To compute the cut cost, the adjacency data is rebuilt to reference node items
before each iteration of recursive node splitting. This allows cut costs to be
computed with a prefix sum scan of summed starting and ending connection
weights.

To explain, there are initially three arrays, sorted by item centroids in *X*,
*Y* and *Z* respectively. After splitting, these arrays are partitioned,
maintaining sorted order within nodes. These hold original item indices and in
fact trivially hold the clustering result after splitting. The input adjacency
arrays index original items, but we instead need the index in those initially
sorted arrays. This is done by duplicating the adjacency arrays and scatter
writing their node-sorted indices. The image below shows this for one axis.

![adjacency_sweep](doc/adjacency_sorted.svg)

When computing cut costs for a node, an array of summed weights is created. The
image below shows an example with unit weights. The array is initialized with
the sum of connecting item weights - positive for connections to the right and
negative for connections to the left.

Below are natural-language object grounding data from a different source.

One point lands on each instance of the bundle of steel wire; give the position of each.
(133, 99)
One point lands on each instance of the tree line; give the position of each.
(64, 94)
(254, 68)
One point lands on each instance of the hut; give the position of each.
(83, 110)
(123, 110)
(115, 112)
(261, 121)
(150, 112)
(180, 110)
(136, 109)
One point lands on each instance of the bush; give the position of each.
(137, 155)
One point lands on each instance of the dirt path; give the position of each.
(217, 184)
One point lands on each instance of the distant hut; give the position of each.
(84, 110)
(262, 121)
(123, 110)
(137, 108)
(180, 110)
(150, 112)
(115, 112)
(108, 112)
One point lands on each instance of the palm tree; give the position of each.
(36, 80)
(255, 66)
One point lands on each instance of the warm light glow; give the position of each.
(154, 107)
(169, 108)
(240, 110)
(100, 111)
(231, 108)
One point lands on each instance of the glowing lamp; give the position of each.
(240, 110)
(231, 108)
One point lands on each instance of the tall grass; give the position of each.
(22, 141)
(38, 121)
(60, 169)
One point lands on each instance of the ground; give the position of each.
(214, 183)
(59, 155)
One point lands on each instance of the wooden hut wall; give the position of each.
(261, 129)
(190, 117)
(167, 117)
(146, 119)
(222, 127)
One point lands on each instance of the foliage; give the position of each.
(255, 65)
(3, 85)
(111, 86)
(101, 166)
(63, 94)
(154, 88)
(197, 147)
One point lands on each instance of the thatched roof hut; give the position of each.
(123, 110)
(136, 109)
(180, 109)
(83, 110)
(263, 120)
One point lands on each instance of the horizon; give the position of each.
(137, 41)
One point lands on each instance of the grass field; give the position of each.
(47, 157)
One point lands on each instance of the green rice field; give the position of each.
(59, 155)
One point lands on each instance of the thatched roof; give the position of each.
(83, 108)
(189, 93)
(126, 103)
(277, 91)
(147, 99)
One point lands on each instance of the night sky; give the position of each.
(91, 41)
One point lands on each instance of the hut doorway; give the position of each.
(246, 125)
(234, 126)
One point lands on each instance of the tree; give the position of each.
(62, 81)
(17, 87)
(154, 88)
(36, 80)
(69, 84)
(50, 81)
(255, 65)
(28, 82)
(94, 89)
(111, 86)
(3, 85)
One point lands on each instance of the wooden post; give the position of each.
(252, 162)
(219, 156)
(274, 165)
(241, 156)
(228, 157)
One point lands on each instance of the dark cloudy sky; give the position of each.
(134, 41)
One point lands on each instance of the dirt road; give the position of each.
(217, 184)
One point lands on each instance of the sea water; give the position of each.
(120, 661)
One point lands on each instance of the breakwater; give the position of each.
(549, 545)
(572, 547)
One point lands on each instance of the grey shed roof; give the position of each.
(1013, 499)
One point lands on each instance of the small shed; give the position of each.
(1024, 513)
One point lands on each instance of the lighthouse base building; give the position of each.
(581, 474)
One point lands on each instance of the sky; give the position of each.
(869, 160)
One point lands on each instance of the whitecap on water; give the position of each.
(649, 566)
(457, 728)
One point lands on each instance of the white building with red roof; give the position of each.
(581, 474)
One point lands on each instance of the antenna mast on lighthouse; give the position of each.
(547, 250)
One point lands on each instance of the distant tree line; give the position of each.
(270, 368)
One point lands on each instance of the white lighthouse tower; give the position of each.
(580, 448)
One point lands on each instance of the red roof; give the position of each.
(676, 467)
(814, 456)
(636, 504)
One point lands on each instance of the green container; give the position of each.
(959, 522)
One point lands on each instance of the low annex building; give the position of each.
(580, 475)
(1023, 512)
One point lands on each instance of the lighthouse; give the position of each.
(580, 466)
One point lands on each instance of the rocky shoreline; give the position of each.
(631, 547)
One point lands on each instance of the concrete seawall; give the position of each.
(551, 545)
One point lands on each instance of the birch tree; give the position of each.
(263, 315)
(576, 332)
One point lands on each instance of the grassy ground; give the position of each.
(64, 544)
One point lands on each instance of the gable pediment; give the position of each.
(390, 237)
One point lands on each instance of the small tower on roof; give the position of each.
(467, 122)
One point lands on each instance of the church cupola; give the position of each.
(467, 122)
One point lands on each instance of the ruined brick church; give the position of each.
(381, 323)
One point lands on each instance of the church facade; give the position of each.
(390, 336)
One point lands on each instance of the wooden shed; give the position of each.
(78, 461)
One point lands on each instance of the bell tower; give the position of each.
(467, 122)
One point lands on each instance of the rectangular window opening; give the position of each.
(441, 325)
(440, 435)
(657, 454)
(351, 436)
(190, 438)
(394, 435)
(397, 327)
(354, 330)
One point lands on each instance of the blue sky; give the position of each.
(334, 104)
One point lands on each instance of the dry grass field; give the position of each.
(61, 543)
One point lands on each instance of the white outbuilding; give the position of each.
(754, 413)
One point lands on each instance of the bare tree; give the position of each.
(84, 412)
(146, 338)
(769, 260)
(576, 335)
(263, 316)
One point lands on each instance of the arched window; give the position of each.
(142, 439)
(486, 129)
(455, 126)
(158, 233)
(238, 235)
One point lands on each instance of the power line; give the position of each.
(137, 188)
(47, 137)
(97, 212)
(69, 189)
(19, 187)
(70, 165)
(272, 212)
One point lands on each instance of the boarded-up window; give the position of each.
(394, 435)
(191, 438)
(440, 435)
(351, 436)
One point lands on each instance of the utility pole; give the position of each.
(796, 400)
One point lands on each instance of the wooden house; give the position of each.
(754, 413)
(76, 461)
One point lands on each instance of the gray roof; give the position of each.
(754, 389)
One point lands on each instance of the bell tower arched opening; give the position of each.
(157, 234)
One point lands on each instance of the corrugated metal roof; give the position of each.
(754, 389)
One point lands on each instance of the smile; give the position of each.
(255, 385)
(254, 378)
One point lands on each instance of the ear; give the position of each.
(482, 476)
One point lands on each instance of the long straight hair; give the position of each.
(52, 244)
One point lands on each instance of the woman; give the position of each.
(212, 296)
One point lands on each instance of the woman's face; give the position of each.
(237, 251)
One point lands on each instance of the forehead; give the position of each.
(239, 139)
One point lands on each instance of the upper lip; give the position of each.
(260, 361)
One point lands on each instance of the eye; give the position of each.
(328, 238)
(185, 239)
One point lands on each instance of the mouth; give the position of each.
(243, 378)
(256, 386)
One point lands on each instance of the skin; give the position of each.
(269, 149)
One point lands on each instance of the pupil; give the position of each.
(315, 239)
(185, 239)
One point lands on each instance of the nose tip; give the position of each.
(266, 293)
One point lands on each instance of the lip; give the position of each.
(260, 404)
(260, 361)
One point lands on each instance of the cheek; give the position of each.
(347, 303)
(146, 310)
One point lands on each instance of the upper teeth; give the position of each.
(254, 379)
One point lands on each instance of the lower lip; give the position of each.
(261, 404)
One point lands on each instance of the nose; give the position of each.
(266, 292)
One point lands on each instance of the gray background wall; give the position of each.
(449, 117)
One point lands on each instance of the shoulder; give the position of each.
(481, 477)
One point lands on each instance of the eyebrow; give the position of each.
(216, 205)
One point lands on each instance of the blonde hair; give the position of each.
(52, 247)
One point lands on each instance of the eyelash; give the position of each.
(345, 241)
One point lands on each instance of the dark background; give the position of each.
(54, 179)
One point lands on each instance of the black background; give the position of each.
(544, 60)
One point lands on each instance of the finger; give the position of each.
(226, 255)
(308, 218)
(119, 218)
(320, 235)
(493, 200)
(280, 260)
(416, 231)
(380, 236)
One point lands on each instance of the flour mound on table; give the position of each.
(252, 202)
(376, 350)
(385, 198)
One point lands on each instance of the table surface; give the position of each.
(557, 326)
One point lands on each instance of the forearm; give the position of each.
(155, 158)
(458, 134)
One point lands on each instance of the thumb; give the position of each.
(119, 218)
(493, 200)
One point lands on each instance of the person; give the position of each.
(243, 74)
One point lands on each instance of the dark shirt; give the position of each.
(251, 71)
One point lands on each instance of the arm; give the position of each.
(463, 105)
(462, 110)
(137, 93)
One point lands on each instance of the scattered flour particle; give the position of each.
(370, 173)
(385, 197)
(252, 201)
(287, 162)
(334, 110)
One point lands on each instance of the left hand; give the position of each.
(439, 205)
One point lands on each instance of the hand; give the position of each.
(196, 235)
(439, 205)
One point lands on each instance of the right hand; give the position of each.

Connections to other nodes are ignored.
The reindexed adjacency arrays trivially give this information, comparing the
connection index with the current item's index and the node boundaries. The
weights array is then prefix summed to obtain the cut cost for each position in
the node.

![adjacency_sweep](doc/adjacency_sweep.svg)

### Citation

The BibTex entry to cite `nv_cluster_builder` is

```bibtex
@online{nv_cluster_builder,
title = {{{NVIDIA}}\textregistered{} {nv_cluster_builder}},
author = {{NVIDIA}},
year = 2025,
url = {https://github.com/nvpro-samples/nv_cluster_builder},
urldate = {2025-01-30},
}
```

## Limitations

Clusters are created by making recursive axis aligned splits. This is useful as
it greatly reduces the search space and improves performance when clusters are
used in ray tracing. However, more general clustering solutions than
axis aligned splits are not considered.

Recursively splitting is done greedily, picking the lowest cost split which may
not be a global optimum.

The algorithm is primarily spatial due to splitting in order of centroids, but
solutions can be skewed by adjusting the costs in `nvcluster::Config` and
adjacency weights in `nvcluster::Graph::connectionWeights`. For example, choosing
adjacency weights to represent connected triangles or number of shared vertices
can result in more vertex reuse within clusters. Weights may also represent face
normal similarity or a balance of multiple attributes.

Badly chosen weights can result in degenerate solutions where recursive
bisection splits off single leaves. This is both slow and rarely desirable.

Parallel execution is only supported with libstdc++ and MSVC STL, not libc++.